実は、行きのヘリの中ではしゃぎ過ぎてしまい、本部に到着する頃にはすっかり疲れ切り…現在、ぐっすりとお昼寝チュウである。
フカワカのソファーに小さな身体を寝かせて、掛布団替わりにおとーさんのジャケットを掛けて来たがしばらく起きないくらい深い眠りに落ちていた。

「可愛い娘じゃのう。やはり娘は良いもんじゃ…リンは結局、ワシの事パパって呼んでくれなかったし」
「可愛いんですよね。寝顔も普段も」
「じゃ、本題に入ろうか」
「本題?」

シランと話がしてみたいだけではなかったらしい…本題と称して、一龍が取り出したのはまだ記憶に新しい白い花。
少し前に見た時は活き活きと、凛とした姿勢で真っ直ぐに咲き誇る『シンフォニック・リリー』の植木鉢がシランの眼の前に置かれたのだ。

「これは、『シンフォニック・リリー』」
「そう、キミが見付けた人間界最後の一輪じゃ。

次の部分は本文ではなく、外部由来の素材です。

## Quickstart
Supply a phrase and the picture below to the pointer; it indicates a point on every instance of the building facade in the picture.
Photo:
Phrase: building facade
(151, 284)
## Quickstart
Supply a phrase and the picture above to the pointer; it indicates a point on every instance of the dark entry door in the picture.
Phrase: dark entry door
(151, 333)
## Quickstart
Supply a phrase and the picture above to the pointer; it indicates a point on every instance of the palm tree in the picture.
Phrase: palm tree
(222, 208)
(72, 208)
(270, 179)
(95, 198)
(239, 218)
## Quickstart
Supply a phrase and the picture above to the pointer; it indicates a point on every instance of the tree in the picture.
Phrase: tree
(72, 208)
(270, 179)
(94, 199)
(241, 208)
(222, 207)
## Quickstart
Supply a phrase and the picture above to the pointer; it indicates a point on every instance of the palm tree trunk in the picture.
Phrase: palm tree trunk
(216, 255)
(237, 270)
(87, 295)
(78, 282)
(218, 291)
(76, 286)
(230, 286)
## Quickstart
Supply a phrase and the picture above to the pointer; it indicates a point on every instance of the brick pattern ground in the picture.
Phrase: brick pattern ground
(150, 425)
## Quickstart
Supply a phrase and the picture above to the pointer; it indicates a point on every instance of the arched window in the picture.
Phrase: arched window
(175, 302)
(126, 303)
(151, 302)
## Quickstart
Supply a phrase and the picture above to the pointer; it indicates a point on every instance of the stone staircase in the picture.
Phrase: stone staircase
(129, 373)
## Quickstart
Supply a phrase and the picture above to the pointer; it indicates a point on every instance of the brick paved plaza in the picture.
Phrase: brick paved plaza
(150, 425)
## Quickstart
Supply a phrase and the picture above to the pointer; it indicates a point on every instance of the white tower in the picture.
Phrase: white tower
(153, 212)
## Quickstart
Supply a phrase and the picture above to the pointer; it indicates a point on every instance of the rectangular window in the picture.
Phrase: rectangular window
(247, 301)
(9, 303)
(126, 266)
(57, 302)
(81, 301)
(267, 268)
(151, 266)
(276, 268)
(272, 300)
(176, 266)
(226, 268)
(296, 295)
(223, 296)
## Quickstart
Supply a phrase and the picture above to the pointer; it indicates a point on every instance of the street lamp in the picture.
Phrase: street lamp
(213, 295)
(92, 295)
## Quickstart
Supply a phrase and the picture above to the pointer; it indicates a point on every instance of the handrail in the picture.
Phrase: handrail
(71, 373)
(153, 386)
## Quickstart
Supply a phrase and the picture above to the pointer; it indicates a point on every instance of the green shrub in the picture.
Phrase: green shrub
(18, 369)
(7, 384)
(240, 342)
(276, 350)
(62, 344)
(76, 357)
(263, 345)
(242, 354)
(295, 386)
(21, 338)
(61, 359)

こいつを見付けてくれたお陰で、IGOは種の保存に成功した。このオリジナルも再生済みじゃ。もっと良い音を奏でて、甘露と呼ばれた蜜も出してくれる。こいつを、マスターにもらって欲しい」
「っ?!頂けません、こんな貴重なものを」

種の保存に成功し人工的に栽培が可能になった『シンフォニック・リリー』だが、シランが見付けたこのオリジナルは人間界に自生する最後の一輪だ。
絶滅しかけた希少で貴重な花…闇のグルメルートで出回れば、投資家たちが湯水のように金を叩いて手に入れたい食材を、一介のカフェのマスターに託すなんて恐れ多い。
だけど想い出して欲しい、消えそうになる花の叫びを聞いて暗い地下から明るい日の当たる場所まで連れて来たのは誰かと言う事を。

「マスター、“食材”が呼ぶ声…今回の場合は、歌だったが、それを聞いたのはキミじゃ。食材も生きて意志を持ち、時には調理する人間を選ぶ。『シンフォニック・リリー』が選んだ人間は、キミだったと言う事じゃ。ワシらIGOの仕事は食の流通と安定だが、食材が行きたがっている場所へ連れて行くのもまた使命。『シンフォニック・リリー』がキミと行きたがっている。連れて行ってやってくれ」
「……一緒に、一緒にいられる時間は限りあるかもしれません。私たちが帰るその日に、この子を連れて行けないかもしれません。それでも、その花の旋律を私たちに預けてくれるのですか?」

憂いの表情を見せた紫の目に飛び込んで来たのは、トリコと同じように温かく雄大な一龍の笑顔…勿論、会長としてではなく、食材を想う1人の美食屋として彼は笑顔をみせてくれたのだ。
IGOが人工栽培に成功したと報道され、高価ではあるが市場に流通し始める音楽と美食の甘露花『シンフォニック・リリー』。
そのオリジナルが、ホテルグルメ32階のカフェにある事は、あまり知られていない。

「すいません。ノバラはどうですか?」
「ぐっすり眠っていますよ。あれだけはしゃいじゃったら、やっぱり疲れちゃいますよね」
「確かに」
「うにゅ…」
「オヤジとの話は終わったのか?」
「はい」

小さな眠り姫を起こさないように小声でこっそりと、彼女をもっとゆっくり寝かせてあげられる場所へ移動させようか。
ゆっくり抱き上げて黒髪を優しく掻いてあげると、夢の中で嬉しそうに微笑んでくれた。